Chronic myeloid leukemia (CML), a myeloproliferative disorder characterized by the BCR-ABL oncoprotein, presents its treatment based on tyrosine kinase inhibitors (TKIs), mainly imatinib. However, despite its clinical success, almost 30% of all CML patients demand alternative therapy. In this context, the development of drugs capable of overcoming TKIs resistance is imperative. LQB-118 is a compound with anti-tumour effect in two CML cell lines (K562, sensitive and K562-Lucena, resistant) whose mechanism of action is being elucidated. Here, we demonstrate that combined treatment of CML cell lines with imatinib and LQB-118 increased cell death and that microarray analysis of CML cells treated with LQB-118 presented several differentially expressed genes. Also, IGF-1R, AKT and mTOR protein levels are decreased after LQB-118 treatment and the compound alters the expression of all members of miR-29 family.
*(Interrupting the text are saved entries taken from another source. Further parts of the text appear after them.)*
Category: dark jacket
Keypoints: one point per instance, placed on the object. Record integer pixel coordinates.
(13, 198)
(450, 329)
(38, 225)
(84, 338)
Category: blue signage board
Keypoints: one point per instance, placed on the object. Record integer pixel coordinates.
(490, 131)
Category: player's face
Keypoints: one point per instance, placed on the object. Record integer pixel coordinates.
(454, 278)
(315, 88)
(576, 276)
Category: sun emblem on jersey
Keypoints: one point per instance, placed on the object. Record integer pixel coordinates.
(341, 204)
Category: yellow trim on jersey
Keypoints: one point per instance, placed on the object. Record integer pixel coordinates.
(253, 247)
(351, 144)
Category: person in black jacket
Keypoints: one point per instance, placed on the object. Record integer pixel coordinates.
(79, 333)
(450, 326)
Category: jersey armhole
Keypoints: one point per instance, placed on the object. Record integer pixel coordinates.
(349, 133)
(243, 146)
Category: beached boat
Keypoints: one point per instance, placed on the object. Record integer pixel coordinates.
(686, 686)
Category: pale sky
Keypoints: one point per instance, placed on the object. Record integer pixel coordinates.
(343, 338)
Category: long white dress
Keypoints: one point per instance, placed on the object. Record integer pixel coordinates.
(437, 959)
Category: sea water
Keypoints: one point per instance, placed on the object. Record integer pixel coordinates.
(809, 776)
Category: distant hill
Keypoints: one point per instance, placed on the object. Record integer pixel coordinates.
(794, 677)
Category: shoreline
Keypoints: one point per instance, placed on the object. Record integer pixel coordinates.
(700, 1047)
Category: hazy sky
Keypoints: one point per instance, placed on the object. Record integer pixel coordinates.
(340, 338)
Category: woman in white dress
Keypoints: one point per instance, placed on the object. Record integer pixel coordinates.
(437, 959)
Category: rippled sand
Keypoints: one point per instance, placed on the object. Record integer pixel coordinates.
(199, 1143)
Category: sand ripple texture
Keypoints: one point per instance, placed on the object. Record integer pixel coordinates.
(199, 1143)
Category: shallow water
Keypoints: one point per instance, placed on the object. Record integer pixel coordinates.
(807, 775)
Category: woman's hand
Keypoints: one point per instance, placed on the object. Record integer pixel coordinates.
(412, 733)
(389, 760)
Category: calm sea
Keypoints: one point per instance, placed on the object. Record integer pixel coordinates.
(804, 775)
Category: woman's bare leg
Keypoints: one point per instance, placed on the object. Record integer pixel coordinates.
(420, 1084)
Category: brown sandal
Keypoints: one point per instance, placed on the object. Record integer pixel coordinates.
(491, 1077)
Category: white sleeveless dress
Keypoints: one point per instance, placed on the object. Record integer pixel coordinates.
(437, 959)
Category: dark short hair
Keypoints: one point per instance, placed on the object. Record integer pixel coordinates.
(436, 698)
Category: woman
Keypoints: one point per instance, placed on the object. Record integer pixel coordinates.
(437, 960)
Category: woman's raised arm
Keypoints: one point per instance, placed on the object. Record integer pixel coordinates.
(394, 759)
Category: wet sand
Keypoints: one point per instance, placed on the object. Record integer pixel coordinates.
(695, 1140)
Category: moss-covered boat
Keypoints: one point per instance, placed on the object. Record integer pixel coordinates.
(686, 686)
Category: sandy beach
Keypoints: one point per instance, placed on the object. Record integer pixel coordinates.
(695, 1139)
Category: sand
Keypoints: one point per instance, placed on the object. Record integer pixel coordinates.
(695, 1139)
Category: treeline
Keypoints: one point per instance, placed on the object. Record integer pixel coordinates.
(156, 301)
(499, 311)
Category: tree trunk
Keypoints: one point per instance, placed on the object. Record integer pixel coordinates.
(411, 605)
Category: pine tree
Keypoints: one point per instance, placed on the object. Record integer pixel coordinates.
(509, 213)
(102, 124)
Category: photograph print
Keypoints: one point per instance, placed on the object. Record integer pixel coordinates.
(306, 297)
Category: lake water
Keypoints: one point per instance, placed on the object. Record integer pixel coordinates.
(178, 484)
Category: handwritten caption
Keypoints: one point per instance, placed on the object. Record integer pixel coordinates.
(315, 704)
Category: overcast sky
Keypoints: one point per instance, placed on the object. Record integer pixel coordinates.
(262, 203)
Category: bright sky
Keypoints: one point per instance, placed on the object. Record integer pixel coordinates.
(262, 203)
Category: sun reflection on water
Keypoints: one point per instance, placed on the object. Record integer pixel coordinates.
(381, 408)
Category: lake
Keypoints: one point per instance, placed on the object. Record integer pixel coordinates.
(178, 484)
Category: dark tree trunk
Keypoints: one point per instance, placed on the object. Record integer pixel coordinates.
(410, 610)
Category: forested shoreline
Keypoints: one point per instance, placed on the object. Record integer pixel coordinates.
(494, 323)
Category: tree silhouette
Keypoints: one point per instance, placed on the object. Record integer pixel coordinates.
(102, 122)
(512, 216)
CML cells silenced for IGF-1R were less sensitive to LQB-118 treatment than negative control and protein levels of IGF-1R and AKT were no longer altered after LQB-118 or imatinib treatment. Taken together, our results highlight IGF-1R/AKT/mTOR as a critical axis for LQB-118 activity and demonstrate that LQB-118 is effective in sensitizing CML cells to TKI, contributing to the development of a more efficient therapy.